Information about the group (deliverables, participants, face-to-face meetings, teleconferences, etc.) is available from the Social Web Incubator Group home page.
As explained in the Process Document (section 3.3), this group will seek to make decisions when there is consensus. When the Chair puts a question and observes dissent, after due consideration of different opinions, the Chair should record a decision (possibly after a formal vote) and any objections, and move on.
This charter is written in accordance with Section 3.4, Votes of the W3C Process Document and includes no voting procedures beyond what the Process Document requires.
This Incubator Group provides an opportunity to share perspectives on the topic addressed by this charter. W3C reminds Incubator Group participants of their obligation to comply with patent disclosure obligations as set out in Section 6 of the W3C Patent Policy. While the Incubator Group does not produce Recommendation-track documents, when Incubator Group participants review Recommendation-track specifications from Working Groups, the patent disclosure obligations do apply.

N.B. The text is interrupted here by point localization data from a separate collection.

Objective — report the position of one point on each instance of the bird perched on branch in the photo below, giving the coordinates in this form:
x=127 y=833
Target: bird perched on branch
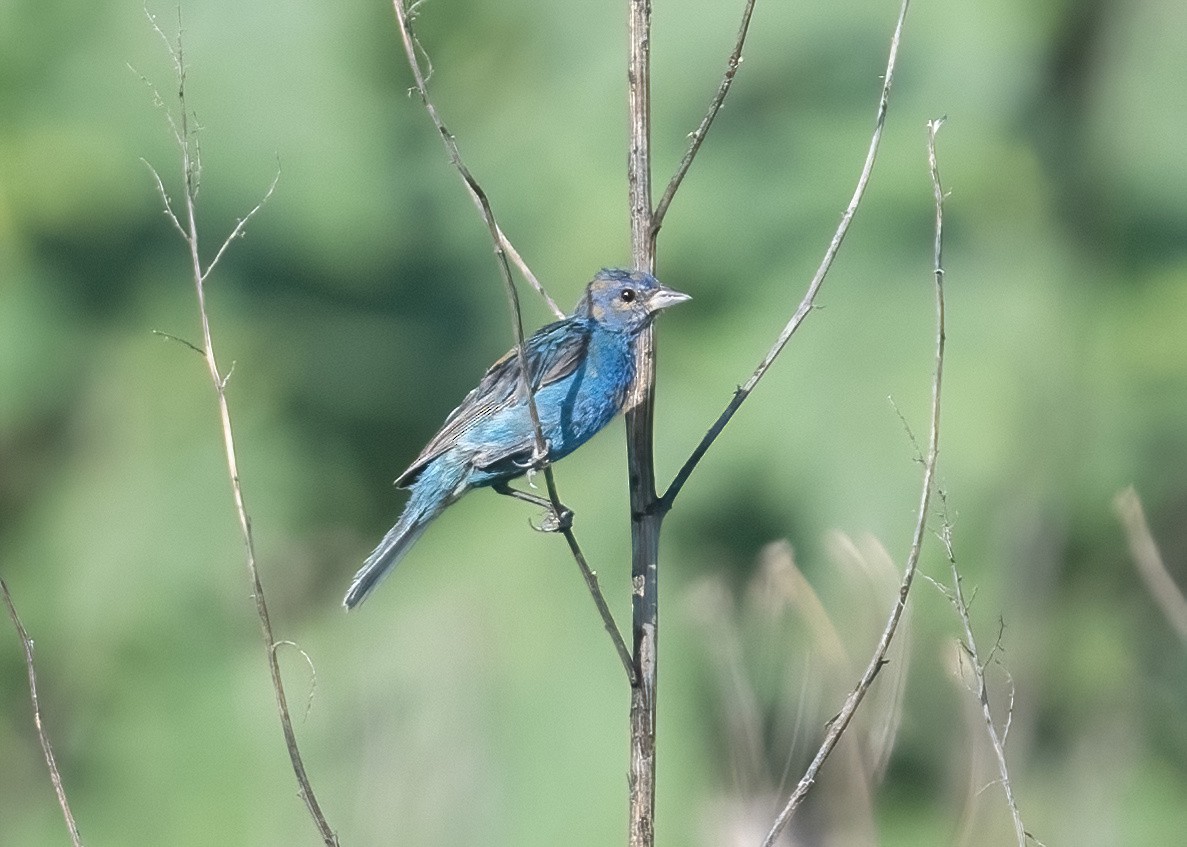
x=579 y=369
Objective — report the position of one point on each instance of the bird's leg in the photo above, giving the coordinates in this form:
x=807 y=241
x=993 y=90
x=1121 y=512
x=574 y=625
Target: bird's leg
x=553 y=522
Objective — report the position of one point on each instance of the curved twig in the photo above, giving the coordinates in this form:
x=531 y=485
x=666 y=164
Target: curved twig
x=26 y=644
x=698 y=135
x=189 y=229
x=503 y=249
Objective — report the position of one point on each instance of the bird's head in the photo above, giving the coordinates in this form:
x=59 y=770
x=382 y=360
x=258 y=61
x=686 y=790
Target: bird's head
x=626 y=299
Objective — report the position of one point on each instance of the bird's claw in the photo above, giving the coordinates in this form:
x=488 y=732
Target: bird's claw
x=556 y=522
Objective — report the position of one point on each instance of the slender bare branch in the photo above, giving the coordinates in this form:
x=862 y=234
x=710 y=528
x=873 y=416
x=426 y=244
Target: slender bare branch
x=1148 y=561
x=698 y=135
x=840 y=723
x=808 y=300
x=237 y=231
x=26 y=644
x=997 y=739
x=503 y=248
x=190 y=177
x=646 y=520
x=978 y=666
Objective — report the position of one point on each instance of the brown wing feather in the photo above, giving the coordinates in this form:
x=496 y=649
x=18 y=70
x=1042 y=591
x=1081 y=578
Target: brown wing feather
x=553 y=352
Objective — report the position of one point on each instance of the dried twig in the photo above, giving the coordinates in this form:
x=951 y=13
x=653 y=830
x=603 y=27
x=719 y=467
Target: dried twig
x=978 y=664
x=840 y=723
x=46 y=750
x=502 y=250
x=698 y=135
x=646 y=518
x=184 y=137
x=997 y=739
x=808 y=300
x=405 y=13
x=1148 y=561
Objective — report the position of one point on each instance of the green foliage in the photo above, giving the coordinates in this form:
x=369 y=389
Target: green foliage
x=475 y=699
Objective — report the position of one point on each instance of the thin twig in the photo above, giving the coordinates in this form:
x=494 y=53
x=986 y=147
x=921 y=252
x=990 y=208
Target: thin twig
x=840 y=723
x=503 y=249
x=997 y=739
x=646 y=520
x=190 y=176
x=698 y=135
x=1148 y=561
x=808 y=300
x=46 y=750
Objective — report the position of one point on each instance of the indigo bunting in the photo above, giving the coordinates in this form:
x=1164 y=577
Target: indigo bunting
x=581 y=369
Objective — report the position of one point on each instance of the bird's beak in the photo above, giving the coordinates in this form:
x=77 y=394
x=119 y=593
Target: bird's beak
x=665 y=297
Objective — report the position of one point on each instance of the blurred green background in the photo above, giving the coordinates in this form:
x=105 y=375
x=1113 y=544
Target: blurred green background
x=475 y=699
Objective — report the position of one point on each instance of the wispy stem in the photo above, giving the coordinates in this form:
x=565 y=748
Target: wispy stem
x=503 y=249
x=840 y=723
x=189 y=229
x=26 y=644
x=808 y=300
x=698 y=135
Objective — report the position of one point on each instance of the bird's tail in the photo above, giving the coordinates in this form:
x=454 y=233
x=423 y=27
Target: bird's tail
x=391 y=549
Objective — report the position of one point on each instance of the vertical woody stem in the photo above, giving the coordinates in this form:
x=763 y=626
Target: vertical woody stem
x=645 y=522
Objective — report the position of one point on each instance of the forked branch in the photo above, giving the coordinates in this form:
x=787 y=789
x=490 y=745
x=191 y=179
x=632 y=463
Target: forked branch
x=186 y=224
x=698 y=135
x=840 y=723
x=26 y=644
x=808 y=300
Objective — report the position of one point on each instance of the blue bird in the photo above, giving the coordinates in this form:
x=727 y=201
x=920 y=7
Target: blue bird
x=581 y=369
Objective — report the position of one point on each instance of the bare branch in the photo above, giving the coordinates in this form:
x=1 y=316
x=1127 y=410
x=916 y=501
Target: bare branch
x=646 y=520
x=808 y=300
x=698 y=135
x=560 y=514
x=46 y=750
x=1148 y=561
x=840 y=723
x=190 y=174
x=237 y=231
x=412 y=48
x=164 y=198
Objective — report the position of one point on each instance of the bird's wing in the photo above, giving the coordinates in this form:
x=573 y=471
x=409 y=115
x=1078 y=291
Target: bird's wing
x=553 y=352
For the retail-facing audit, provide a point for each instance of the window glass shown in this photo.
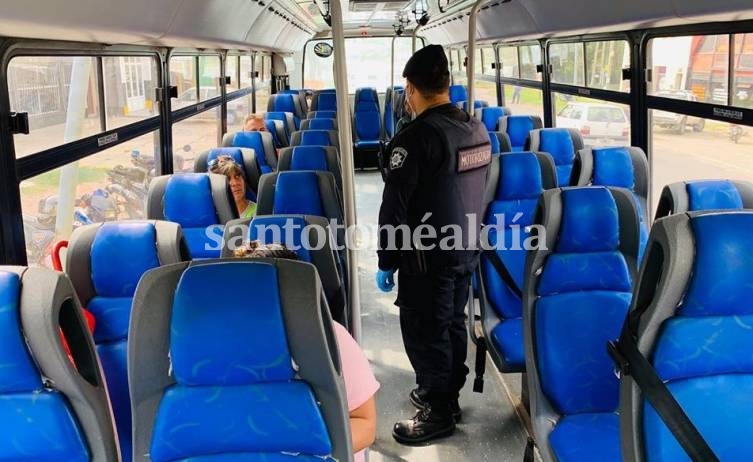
(530, 57)
(488, 54)
(231, 70)
(693, 68)
(209, 75)
(742, 95)
(524, 101)
(193, 136)
(604, 64)
(60, 95)
(567, 63)
(110, 185)
(692, 148)
(130, 89)
(508, 57)
(600, 123)
(245, 71)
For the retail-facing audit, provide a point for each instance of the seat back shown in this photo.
(490, 116)
(242, 156)
(500, 142)
(261, 142)
(277, 129)
(322, 115)
(697, 195)
(286, 103)
(324, 101)
(315, 138)
(302, 193)
(318, 124)
(623, 167)
(309, 237)
(561, 144)
(221, 376)
(105, 262)
(516, 181)
(287, 119)
(320, 158)
(691, 318)
(390, 98)
(53, 402)
(458, 93)
(201, 203)
(576, 296)
(518, 127)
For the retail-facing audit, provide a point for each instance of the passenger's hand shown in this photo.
(386, 280)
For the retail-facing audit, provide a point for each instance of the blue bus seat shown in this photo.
(691, 319)
(561, 144)
(320, 158)
(697, 195)
(623, 167)
(309, 237)
(322, 115)
(53, 402)
(517, 128)
(319, 124)
(201, 203)
(315, 138)
(577, 293)
(236, 360)
(105, 262)
(490, 116)
(261, 142)
(287, 103)
(242, 156)
(517, 181)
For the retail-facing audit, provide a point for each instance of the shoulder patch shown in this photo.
(397, 158)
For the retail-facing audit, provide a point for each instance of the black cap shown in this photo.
(428, 69)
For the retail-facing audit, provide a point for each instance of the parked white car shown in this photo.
(597, 123)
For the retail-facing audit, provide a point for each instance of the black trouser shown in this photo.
(432, 320)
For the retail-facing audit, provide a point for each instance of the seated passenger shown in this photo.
(254, 123)
(360, 383)
(226, 165)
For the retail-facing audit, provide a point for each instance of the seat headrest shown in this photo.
(713, 194)
(720, 281)
(613, 167)
(272, 229)
(309, 158)
(520, 177)
(139, 240)
(18, 372)
(219, 338)
(188, 201)
(590, 221)
(298, 193)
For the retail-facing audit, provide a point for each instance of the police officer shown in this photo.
(435, 175)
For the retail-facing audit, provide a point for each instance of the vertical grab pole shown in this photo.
(469, 70)
(346, 154)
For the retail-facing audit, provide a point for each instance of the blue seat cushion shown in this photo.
(721, 407)
(587, 438)
(713, 194)
(39, 427)
(508, 338)
(265, 418)
(298, 193)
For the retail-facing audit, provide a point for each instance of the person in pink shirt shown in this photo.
(360, 384)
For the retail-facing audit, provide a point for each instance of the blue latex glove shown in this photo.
(386, 280)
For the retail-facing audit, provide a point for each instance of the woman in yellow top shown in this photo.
(226, 165)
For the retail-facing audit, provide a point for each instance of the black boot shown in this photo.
(428, 424)
(418, 396)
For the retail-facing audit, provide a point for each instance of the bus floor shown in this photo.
(490, 429)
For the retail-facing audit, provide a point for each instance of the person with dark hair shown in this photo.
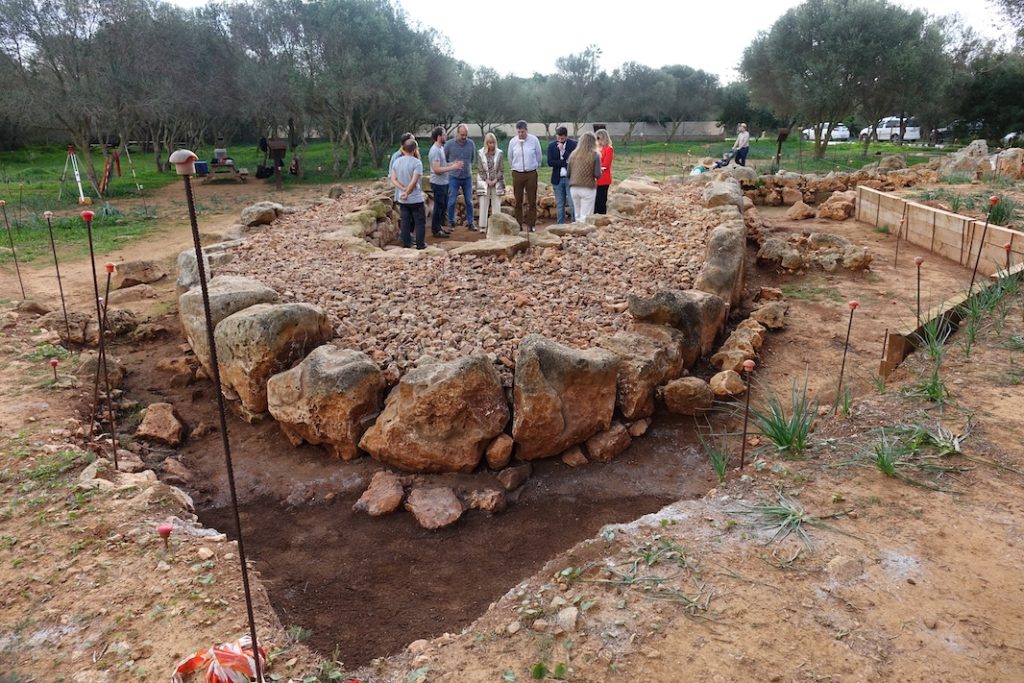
(585, 169)
(741, 145)
(461, 150)
(607, 154)
(524, 158)
(406, 174)
(438, 180)
(558, 155)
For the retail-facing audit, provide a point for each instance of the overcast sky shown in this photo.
(527, 36)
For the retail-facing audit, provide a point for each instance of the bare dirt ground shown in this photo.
(896, 582)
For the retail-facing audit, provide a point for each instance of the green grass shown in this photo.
(787, 430)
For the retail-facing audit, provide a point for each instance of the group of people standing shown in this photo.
(581, 175)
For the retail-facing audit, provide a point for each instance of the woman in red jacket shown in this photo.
(607, 154)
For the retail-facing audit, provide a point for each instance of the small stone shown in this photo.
(418, 646)
(574, 458)
(566, 619)
(727, 383)
(513, 477)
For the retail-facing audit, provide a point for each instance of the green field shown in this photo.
(30, 181)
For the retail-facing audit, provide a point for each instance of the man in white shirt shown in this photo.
(524, 158)
(741, 145)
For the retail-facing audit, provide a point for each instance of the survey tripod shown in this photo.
(73, 162)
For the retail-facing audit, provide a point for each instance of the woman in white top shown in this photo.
(489, 178)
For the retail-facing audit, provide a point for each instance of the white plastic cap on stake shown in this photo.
(184, 162)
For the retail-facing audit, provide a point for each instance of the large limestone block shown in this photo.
(228, 294)
(262, 340)
(440, 417)
(330, 398)
(561, 396)
(698, 314)
(723, 193)
(505, 246)
(643, 364)
(688, 395)
(501, 225)
(724, 258)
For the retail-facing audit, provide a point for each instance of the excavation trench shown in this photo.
(367, 587)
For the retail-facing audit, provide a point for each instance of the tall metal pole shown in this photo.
(992, 201)
(13, 253)
(87, 216)
(184, 162)
(49, 225)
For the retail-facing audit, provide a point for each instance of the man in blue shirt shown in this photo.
(406, 174)
(461, 148)
(558, 157)
(524, 158)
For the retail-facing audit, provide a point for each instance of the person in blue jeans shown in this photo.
(558, 156)
(461, 148)
(406, 174)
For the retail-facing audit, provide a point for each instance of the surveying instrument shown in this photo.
(73, 162)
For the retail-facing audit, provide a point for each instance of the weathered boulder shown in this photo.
(800, 211)
(680, 351)
(603, 446)
(643, 364)
(383, 496)
(727, 383)
(228, 294)
(131, 273)
(501, 225)
(723, 269)
(505, 246)
(971, 161)
(135, 293)
(258, 342)
(500, 452)
(512, 477)
(723, 193)
(214, 256)
(261, 213)
(792, 197)
(434, 508)
(697, 314)
(440, 417)
(1010, 163)
(561, 396)
(771, 314)
(687, 395)
(161, 424)
(331, 397)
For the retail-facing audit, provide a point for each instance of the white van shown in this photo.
(888, 130)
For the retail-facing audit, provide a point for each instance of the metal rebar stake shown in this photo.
(87, 216)
(53, 247)
(184, 161)
(13, 252)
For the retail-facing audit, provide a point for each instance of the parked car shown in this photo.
(888, 130)
(958, 130)
(840, 132)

Incubator Groups have as a goal to produce work that can be implemented on a Royalty Free basis, as defined in the W3C Patent Policy.
Participants agree to offer patent licenses according to the W3C Royalty-Free licensing requirements described in Section 5 of the W3C Patent Policy for any portions of the XG Reports produced by this XG that are subsequently incorporated into a W3C Recommendation produced by a Working Group which is chartered to take the XG Report as an input. This licensing commitment may not be revoked but may be modified through the Exclusion process defined in Section 4 of the Patent Policy.
Participants in this Incubator Group wishing to exclude essential patent claims from the licensing commitment must join the Working Group created to work on the XG Report and follow the normal exclusion procedures defined by the Patent Policy. The W3C Team is responsible for notifying all Participants in this Incubator Group in the event that a new Working Group is proposed to develop a Recommendation that takes the XG Report as an input.
For more information about disclosure obligations for this group, please see the W3C Patent Policy Implementation.
About this Charter
This charter for the Social Web Incubator Group has been created according to the Incubator Group Procedures documentation. In the event of a conflict between this document or the provisions of any charter and the W3C Process, the W3C Process shall take precedence.